Pathak, J.@mdashThe Income Tax Appellate Tribunal has referred the following question:
Whether, on the materials produced by the assessee, the Tribunal was bound to hold that the business at Lahore and Barabanki did constitute the
same business so as to justify the allowance of Rs. 40,000 as interest ?
2. The reference relates to the assessment years 1949-50 and 1951-52. The assessee is a registered firm. It operates a sugar mill at Barabanki in
U.P. and had a flour mill at Lahore in Punjab. The flour mill at Lahore was closed down at the time of the partition of the country, and the assets
and liabilities were transferred to Barabanki. The liabilities so transferred amounted to Rs. 7,51,397. For the assessment year 1949-50 the
assessee claimed a deduction on account of interest paid in respect of these liabilities. The claim was disallowed by the Income Tax Officer on the
ground that the liabilities related to the defunct business in Pakistan. He estimated the interest at Rs. 40,000 and added that amount to the profits.
Similarly, for the assessment year 1951-52, he disallowed the claim to deduction of interest, and added a similar figure of Rs. 40,000 to the profits.

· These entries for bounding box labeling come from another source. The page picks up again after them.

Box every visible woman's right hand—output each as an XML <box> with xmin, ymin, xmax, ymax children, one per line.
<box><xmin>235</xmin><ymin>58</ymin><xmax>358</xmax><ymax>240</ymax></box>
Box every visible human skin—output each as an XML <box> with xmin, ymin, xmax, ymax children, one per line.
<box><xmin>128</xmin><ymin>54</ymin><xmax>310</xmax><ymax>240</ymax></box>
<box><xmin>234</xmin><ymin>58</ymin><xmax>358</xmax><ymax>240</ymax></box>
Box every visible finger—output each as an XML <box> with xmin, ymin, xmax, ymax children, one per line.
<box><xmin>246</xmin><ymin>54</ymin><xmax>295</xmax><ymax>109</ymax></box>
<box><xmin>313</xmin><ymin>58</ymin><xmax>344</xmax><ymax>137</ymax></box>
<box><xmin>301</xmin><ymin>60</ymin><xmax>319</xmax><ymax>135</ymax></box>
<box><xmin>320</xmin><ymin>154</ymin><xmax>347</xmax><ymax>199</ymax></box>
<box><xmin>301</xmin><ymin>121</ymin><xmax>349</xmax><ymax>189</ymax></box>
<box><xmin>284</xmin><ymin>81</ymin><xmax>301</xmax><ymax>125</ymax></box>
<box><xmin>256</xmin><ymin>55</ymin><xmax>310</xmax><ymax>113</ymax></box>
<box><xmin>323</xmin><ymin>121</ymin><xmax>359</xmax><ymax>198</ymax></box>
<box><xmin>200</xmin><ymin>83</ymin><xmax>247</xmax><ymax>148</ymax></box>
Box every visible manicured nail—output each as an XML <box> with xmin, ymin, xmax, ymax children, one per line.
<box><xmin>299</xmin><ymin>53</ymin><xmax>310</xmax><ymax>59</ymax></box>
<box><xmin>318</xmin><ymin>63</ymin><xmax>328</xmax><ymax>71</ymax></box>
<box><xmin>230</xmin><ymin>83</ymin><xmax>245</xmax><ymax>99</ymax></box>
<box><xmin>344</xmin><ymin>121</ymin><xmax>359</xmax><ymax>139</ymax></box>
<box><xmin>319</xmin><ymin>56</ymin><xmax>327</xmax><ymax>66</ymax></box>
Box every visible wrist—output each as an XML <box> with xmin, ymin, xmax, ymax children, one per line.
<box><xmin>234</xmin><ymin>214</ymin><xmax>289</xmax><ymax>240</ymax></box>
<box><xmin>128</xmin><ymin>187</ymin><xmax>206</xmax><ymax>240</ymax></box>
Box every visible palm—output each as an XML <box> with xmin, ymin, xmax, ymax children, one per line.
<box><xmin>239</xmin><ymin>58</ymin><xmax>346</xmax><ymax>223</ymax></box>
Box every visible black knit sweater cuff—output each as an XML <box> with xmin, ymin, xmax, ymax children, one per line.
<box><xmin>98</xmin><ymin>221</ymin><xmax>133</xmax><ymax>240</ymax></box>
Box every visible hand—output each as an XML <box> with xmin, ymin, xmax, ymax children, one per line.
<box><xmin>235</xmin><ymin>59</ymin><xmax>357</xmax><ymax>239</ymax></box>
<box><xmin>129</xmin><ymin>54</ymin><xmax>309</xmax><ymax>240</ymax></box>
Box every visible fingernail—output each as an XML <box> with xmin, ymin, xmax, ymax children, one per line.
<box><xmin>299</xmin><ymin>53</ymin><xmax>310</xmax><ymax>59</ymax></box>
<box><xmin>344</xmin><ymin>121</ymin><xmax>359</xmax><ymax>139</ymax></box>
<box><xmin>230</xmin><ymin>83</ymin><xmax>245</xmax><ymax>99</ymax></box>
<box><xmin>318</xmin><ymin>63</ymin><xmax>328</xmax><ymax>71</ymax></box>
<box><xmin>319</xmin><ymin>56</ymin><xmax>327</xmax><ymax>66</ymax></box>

On appeal by the assessee, the Appellate Assistant Commissioner held that the assessee was entitled to the deduction of interest for the two
assessment years. He took the view that the business carried on at Barabanki and that carried on at Lahore were one and the same business. The
Income Tax Officer appealed to the Income Tax Appellate Tribunal. The Tribunal allowed the appeal homing that the assessee was not entitled to
the deduction claimed by it. On a reference being denied by the Tribunal, the assessee applied to this court u/s 66(2) of the Indian Income Tax
Act, 1922, and the court then called for a reference on the question set out above. The reference has now been received.
3. The Tribunal has clearly found that the flour mill at Lahore was a separate business from the sugar mill at Barabanki. It has specifically held that
the activities at Barabanki and Lahore were quite diverse and distinct and there was no interconnection, interlacing or interdependence between the
two businesses. Learned counsel for the assessee has referred us to the decision of the Supreme Court in Commissioner of Income Tax, Madras
Vs. Prithvi Insurance Co. Ltd., The Supreme Court laid down that the interconnection, interlacing, interdependence and unity of a business are
evidenced by the existence of a common management, common business organisation, common administration, common fund and common place
of business. Before us, there is no finding by the Tribunal that there existed in the present case a common management, common business
organisation, common administration, common fund and a common place of business. The Tribunal has emphatically held that there was no
interconnection, interlacing and interdependence between the two businesses. The several considerations from which one can infer that a single
business was being carried on are absent. The finding is one of fact, and in the absence of anything to show that the finding is erroneous in law, we
must take it as the basis for deciding the question referred. It seems to us that there can be no dispute that upon that finding the question referred
must be answered in the negative.
4. The question is answered in the negative in favour of the Commissioner of Income Tax and against the assessee. The Commissioner is entitled to
his costs which we assess at Rs. 200, Counsel''s fee is assessed in the same figure.